Why Bother with All This?
While this mathematical approach (using probability) is an established method to estimate availability it does require assumptions and input data values for which we may have to estimate in case of limited data – this is where empirical data from actual implementations will help with accuracy. So the goal of this availability analysis is:
- A starting point to generate an estimate during a sizing engagement or during the design phase of a deployment. If actual data is not available assume some “worst case” values for mttr and mtbf (e.g. 8 hrs and 90 days) to generate a base line estimate.

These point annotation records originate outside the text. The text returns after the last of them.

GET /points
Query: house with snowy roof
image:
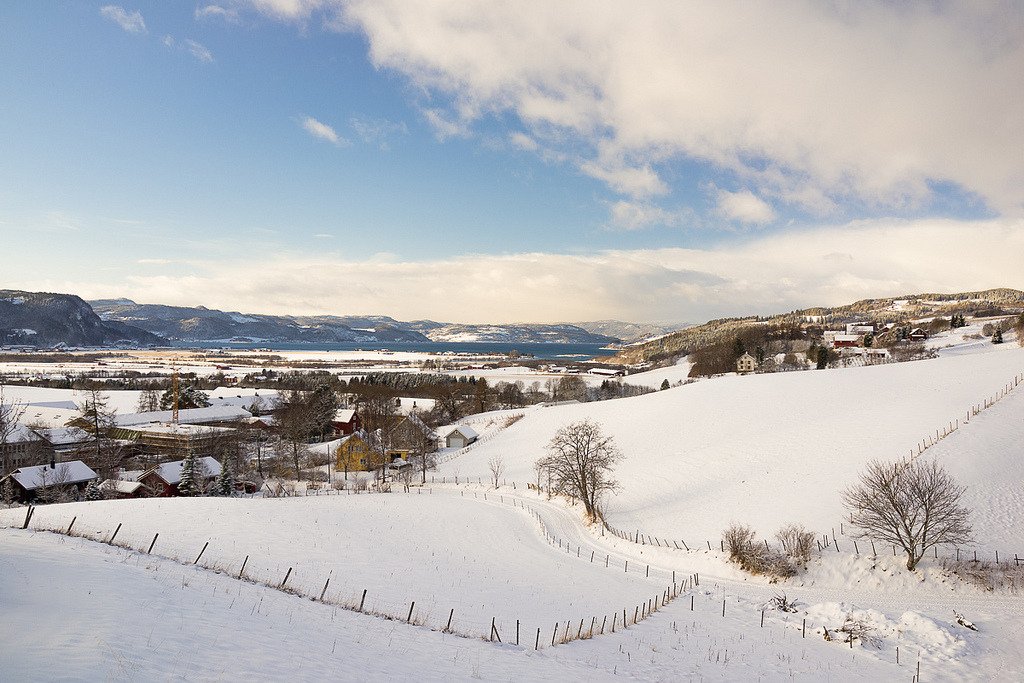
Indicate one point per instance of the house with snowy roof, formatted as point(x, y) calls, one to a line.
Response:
point(66, 440)
point(68, 479)
point(457, 436)
point(345, 421)
point(22, 446)
point(163, 480)
point(745, 364)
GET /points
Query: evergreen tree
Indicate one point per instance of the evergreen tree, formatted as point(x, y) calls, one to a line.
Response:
point(192, 480)
point(225, 482)
point(93, 493)
point(7, 492)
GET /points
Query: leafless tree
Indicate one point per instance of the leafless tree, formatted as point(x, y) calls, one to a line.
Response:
point(295, 419)
point(10, 416)
point(148, 400)
point(100, 419)
point(497, 465)
point(914, 506)
point(580, 461)
point(52, 484)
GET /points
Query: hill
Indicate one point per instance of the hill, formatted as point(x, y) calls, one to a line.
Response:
point(47, 319)
point(201, 324)
point(889, 309)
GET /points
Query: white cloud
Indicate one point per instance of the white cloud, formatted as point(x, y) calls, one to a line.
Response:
point(378, 131)
point(523, 141)
point(444, 125)
point(130, 22)
point(743, 206)
point(323, 131)
point(761, 274)
point(637, 215)
point(815, 103)
point(216, 11)
point(199, 51)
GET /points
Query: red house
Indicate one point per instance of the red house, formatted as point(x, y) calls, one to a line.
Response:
point(163, 480)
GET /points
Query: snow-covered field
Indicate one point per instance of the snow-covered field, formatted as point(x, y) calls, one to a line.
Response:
point(764, 450)
point(768, 450)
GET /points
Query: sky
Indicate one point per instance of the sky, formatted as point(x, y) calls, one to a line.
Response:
point(496, 162)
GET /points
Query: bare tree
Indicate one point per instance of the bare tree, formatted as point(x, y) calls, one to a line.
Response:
point(914, 506)
point(148, 400)
point(296, 420)
point(580, 461)
point(10, 415)
point(497, 465)
point(100, 420)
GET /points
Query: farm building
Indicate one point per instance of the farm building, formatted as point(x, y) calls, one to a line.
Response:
point(457, 436)
point(61, 479)
point(745, 364)
point(163, 480)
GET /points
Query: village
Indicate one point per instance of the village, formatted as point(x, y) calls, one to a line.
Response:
point(238, 439)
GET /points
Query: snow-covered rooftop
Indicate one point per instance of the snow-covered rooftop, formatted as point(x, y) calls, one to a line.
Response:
point(171, 472)
point(186, 416)
point(64, 436)
point(35, 476)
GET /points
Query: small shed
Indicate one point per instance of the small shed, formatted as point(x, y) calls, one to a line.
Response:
point(163, 480)
point(345, 421)
point(73, 477)
point(745, 364)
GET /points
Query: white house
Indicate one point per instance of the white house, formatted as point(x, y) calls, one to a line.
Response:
point(457, 436)
point(745, 364)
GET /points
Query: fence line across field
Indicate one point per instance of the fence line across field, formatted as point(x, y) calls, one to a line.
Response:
point(531, 637)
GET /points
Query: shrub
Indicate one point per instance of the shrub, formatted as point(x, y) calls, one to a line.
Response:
point(797, 542)
point(738, 538)
point(753, 556)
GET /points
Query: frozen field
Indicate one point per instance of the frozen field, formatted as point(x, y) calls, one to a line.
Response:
point(768, 450)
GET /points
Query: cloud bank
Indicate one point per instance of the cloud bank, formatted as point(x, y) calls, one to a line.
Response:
point(129, 22)
point(764, 274)
point(802, 103)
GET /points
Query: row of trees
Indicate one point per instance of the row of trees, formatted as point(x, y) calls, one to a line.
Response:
point(913, 505)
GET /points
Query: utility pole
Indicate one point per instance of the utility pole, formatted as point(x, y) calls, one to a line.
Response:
point(174, 388)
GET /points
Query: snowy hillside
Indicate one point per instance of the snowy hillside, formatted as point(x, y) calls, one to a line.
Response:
point(768, 450)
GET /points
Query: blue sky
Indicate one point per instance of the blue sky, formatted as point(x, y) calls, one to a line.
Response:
point(502, 163)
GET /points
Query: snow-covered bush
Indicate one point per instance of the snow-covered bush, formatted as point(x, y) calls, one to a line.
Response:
point(754, 556)
point(797, 542)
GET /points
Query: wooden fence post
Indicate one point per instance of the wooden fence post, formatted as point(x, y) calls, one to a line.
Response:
point(201, 552)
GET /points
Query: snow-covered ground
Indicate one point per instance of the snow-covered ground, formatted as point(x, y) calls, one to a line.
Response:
point(769, 450)
point(764, 450)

- Enable quantitative analysis of different scenarios like:
- How is availability impacted by extra spares in the ESXi cluster? If the business cost of downtime is known (currency per unit time), then we could determine if the cost of redundant ESXi hosts is justified.
- If we need 10 ESXi hosts would it be better for availability if we had one 10-node cluster or two 5-node clusters?
- How do failover times impact the final availability?
Appendix – Create Formula in Excel
The generic availability formula is in the whitepaper SAP on VMware High Availability Analysis – A Mathematical Approach . This formula can be created in Excel as shown below (in this case I am ignoring chances of any failover faults).
The heaviest part of the formula is in cell G46 (see above). This part calculates the probability that all the spares and one extra ESXi host (which is s+1 hosts, where s = number of spares) simultaneously fail resulting in downtime for the cluster. This is based on calculating the different unique combinations of s+1 nodes in the n-node cluster which is described in the whitepaper , but it should be noted that this comes from standard mathematical combination theory, for example see this wiki page.